When I was 16, my father and I were walking in from checking crops. Our home place was a half-section – a rectangle ½ mile wide by 1 mile long – so a walk to the middle could be accomplished inside the space of a conversation. On our way back to the house, my father spotted a rusty glint of metal recently turned by the plow.

“Look at that,” he said with some amazement as he retrieved it from the earth.
“What is it?” I asked.
“It’s a switchblade. I smuggled it from Mexico when I was 16.” He knocked the dirt from it and turned it in the sun. The wooden handle had mostly rotted. The blade bore the pocks of oxidation. “Me and Jeff S. hid the knife in the air filter of our truck. The border guards checked everything, even our Skoal cans, but they didn’t check the air filter.”

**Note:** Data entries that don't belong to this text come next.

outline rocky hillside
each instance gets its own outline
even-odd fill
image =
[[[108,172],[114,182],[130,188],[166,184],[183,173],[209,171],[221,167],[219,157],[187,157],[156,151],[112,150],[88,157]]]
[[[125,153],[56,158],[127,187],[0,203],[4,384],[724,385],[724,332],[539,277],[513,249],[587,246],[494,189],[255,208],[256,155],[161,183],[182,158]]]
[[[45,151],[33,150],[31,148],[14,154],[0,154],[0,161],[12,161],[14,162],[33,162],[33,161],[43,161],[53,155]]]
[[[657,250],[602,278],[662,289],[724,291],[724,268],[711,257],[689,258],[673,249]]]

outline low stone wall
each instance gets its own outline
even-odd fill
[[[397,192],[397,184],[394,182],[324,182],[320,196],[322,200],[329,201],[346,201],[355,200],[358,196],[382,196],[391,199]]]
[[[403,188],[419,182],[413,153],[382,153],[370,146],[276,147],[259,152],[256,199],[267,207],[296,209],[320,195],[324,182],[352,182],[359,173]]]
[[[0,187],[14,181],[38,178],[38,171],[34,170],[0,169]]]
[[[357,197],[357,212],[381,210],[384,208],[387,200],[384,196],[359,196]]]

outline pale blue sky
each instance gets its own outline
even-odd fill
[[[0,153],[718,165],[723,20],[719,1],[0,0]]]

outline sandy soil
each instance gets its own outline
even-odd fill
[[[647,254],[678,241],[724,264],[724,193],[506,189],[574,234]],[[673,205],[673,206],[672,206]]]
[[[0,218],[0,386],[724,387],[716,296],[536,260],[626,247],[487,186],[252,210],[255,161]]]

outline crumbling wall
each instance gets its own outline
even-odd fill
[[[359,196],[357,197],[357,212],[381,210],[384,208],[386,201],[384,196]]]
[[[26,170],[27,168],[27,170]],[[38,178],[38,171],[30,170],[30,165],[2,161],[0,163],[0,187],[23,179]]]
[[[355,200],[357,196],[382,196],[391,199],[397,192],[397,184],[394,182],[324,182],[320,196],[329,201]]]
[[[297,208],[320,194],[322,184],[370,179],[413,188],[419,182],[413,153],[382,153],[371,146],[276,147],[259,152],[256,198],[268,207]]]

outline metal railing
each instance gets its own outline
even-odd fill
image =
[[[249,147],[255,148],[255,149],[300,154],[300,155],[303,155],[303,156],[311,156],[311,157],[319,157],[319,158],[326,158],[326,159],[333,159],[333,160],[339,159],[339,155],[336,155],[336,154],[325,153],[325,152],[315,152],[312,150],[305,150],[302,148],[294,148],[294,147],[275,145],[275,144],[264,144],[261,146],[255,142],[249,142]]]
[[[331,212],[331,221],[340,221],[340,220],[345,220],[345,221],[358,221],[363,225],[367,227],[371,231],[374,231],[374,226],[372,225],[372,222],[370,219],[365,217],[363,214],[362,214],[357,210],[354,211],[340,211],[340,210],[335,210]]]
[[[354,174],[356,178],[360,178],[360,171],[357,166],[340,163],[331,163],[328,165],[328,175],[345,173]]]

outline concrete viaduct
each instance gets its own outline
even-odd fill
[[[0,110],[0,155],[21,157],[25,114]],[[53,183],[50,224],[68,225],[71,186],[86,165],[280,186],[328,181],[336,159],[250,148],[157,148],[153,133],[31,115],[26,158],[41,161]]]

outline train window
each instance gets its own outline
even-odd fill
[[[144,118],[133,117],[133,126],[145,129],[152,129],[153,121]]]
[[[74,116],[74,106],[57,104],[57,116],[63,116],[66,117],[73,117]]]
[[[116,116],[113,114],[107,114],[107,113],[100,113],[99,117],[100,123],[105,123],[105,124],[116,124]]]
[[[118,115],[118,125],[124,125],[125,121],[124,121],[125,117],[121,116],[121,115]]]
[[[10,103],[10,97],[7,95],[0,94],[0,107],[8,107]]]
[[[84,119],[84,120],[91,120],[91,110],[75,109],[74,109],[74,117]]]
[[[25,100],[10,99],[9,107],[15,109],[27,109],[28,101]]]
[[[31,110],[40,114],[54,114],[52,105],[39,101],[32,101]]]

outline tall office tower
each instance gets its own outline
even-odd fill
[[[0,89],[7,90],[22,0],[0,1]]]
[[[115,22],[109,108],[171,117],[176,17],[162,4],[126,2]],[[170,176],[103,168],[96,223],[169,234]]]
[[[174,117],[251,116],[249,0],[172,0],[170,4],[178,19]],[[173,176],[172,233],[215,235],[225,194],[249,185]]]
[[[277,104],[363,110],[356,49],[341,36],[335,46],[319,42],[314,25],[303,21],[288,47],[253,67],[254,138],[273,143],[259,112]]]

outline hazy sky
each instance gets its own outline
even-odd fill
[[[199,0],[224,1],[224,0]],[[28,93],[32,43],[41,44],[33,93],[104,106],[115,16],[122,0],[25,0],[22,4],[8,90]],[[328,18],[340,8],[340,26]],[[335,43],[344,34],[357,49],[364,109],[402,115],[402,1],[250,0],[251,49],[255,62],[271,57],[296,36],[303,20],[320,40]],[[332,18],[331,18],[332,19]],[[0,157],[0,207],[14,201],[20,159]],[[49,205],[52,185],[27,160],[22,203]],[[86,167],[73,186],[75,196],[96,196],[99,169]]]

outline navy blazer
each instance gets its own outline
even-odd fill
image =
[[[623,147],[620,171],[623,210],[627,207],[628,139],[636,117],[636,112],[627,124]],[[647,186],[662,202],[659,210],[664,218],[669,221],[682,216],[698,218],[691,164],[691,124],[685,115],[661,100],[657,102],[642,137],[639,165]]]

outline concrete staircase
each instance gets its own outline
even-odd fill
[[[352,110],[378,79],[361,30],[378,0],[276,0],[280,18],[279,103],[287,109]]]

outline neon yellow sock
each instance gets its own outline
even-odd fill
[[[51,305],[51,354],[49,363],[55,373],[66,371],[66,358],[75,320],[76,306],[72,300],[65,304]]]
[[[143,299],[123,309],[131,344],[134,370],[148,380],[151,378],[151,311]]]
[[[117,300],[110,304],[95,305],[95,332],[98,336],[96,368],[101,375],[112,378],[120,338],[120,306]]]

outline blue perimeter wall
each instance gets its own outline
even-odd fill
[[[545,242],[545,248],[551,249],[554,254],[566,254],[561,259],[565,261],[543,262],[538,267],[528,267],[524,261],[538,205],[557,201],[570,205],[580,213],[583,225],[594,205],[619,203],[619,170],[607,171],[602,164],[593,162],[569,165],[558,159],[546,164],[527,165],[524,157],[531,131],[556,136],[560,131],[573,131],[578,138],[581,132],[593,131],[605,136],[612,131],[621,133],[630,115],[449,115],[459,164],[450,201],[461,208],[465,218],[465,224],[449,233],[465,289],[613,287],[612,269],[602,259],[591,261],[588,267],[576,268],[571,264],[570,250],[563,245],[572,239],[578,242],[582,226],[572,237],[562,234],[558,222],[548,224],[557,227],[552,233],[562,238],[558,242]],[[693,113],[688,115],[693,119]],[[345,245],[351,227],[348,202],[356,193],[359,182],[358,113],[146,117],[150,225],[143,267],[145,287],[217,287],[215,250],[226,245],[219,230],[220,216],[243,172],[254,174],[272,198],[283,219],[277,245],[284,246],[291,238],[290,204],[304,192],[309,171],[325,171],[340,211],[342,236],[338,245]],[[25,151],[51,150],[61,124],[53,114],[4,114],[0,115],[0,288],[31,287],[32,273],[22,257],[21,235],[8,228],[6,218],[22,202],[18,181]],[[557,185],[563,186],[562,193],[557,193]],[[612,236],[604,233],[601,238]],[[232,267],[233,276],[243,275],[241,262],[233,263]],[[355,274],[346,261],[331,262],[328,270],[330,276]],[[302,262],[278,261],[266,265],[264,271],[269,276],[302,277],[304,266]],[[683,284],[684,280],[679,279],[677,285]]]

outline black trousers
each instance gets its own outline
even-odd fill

It dawned on me that I, too, was 16, and that had I been my father, I would be traveling to old Mexico (an 18-hour drive) with a buddy. “Your mom and dad let you drive to Mexico when you were 16?” I asked.
“Things were different then.”

He went on to tell me that he and Jeff S. had gone through Galveston on the same trip. Jeff was driving and ogling some bikini girls on the beach when a child ran out in front of them. Jeff didn’t see the boy, and he flopped up on the hood. It had been 20 years, so Dad didn’t remember all that happened. The boy went to the hospital. Jeff got a ticket. And that was the end of it. They decided to go on to Mexico.

Jeff and Dad had been very close. Dad even served as best man in Jeff’s wedding. I was born about the same time as Jeff’s oldest son. As the obligations of adulthood grew, then Dad and Jeff grew apart.

When I was in college, both of Jeff’s sons got involved with some meth dealers. A few things went bad, and both of the boys were involved in a murder. They dismembered the body and buried it beneath six-feet of concrete in an abandoned grain silo. The son who is my age will never get out of prison. The younger got a much lighter sentence as an accessory.

I feel like my life has been an narrow escape of that fate. I wonder if my father feels the same way.